O Código de Nuremberg não serve apenas para processar nazistas — seus princípios moldaram a ética médica até hoje

O banco dos réus sentados durante o Julgamento dos Médicos em Nuremberg. Crédito: Museu Memorial do Holocausto dos Estados Unidos via Wikimedia Commons

Após a Segunda Guerra Mundial, Nuremberg, Alemanha, foi o local de julgamentos de oficiais nazistas acusados ​​de crimes de guerra e crimes contra a humanidade. Os julgamentos de Nuremberg foram marcos no desenvolvimento do direito internacional. Mas um deles também foi aplicado em tempos de paz: o “Julgamento Médico”, que ajudou a moldar a bioética desde então.

Vinte médicos nazistas e três administradores foram julgados por cometer experimentos humanos letais e torturantes, incluindo congelar prisioneiros em água gelada e submetê-los a experimentos simulados em alta altitude. Outros experimentos nazistas incluíam infectar prisioneiros com malária, tifo e venenos e submetê-los a gás mostarda e esterilização. Esses experimentos criminosos eram conduzidos principalmente nos campos de concentração e frequentemente terminavam na morte dos sujeitos.

O promotor principal Telford Taylor, um advogado americano e general do Exército dos EUA, argumentou que tais experimentos mortais eram mais precisamente classificados como assassinato e tortura do que qualquer coisa relacionada à prática da medicina. Uma revisão das evidências, incluindo testemunhas médicas especialistas e depoimentos de sobreviventes do campo, levou os juízes a concordar. Os vereditos foram proferidos em 20 de agosto de 1947.

Como parte de seu julgamento, os juízes americanos elaboraram o que ficou conhecido como Código de Nuremberg, que estabeleceu requisitos-chave para tratamento ético e pesquisa médica. O código foi amplamente reconhecido por, entre outras coisas, ser a primeira grande articulação da doutrina do consentimento informado. No entanto, suas diretrizes podem não ser suficientes para proteger os humanos contra novas pesquisas potencialmente “ameaçadas para as espécies” hoje.

Dez valores-chave

O código consiste em 10 princípios que os juízes determinaram que devem ser seguidos tanto como uma questão de ética médica quanto como uma questão de direito internacional dos direitos humanos.

A primeira e mais famosa frase se destaca: “O consentimento voluntário do sujeito humano é absolutamente essencial”.

Além do consentimento voluntário e informado, o código também exige que os sujeitos tenham o direito de se retirar de um experimento a qualquer momento. As outras disposições são projetadas para proteger a saúde dos sujeitos, incluindo que a pesquisa deve ser feita apenas por um investigador qualificado, seguir ciência sólida, ser baseada em pesquisa preliminar em animais e garantir proteção adequada à saúde e segurança dos sujeitos.
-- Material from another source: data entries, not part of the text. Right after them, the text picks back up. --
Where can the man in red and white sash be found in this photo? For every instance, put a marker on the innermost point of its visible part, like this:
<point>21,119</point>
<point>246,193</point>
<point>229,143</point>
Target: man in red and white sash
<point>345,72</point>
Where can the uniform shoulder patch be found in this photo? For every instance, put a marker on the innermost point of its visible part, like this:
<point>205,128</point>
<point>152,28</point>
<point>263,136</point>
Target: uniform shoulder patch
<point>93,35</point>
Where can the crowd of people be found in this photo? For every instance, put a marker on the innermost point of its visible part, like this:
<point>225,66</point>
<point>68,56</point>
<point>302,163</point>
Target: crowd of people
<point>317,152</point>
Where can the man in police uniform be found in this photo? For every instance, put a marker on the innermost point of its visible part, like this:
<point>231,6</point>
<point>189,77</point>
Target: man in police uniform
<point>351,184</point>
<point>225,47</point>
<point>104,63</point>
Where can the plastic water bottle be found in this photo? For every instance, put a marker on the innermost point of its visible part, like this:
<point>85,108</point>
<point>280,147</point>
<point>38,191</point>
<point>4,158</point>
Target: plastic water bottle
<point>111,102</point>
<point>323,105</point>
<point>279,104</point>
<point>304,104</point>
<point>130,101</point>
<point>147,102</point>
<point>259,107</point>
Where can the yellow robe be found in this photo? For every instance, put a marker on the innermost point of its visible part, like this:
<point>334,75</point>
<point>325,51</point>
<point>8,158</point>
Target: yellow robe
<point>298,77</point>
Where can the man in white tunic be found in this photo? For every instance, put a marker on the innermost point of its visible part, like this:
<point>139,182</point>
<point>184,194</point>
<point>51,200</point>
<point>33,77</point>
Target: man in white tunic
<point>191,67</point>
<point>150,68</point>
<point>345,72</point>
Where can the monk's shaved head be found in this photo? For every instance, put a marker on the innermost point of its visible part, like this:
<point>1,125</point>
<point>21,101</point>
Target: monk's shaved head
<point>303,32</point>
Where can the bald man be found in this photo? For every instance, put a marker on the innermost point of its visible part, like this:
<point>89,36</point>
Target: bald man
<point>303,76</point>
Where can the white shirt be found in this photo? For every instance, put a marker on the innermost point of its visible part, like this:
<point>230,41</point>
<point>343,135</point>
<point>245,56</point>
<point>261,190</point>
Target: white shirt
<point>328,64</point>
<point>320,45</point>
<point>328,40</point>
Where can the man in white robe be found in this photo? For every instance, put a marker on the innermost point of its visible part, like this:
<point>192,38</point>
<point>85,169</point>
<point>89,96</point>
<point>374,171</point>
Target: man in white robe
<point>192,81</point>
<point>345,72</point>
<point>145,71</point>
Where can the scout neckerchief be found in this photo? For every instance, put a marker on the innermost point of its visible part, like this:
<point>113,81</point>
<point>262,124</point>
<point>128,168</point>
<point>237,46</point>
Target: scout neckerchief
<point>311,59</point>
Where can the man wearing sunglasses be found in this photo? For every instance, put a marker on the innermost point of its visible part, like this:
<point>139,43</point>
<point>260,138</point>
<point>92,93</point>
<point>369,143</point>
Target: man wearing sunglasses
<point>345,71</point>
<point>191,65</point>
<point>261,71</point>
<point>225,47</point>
Os promotores, médicos e juízes do julgamento formularam o código trabalhando juntos. Ao fazê-lo, eles também definiram a agenda inicial para um novo campo: a bioética. As diretrizes também descrevem uma relação cientista-sujeito que obriga os pesquisadores a fazer mais do que agir no que eles acham ser o melhor interesse dos sujeitos, mas respeitar os direitos humanos do sujeito e proteger seu bem-estar. Essas regras essencialmente substituem o modelo paternalista do juramento de Hipócrates por uma abordagem de direitos humanos.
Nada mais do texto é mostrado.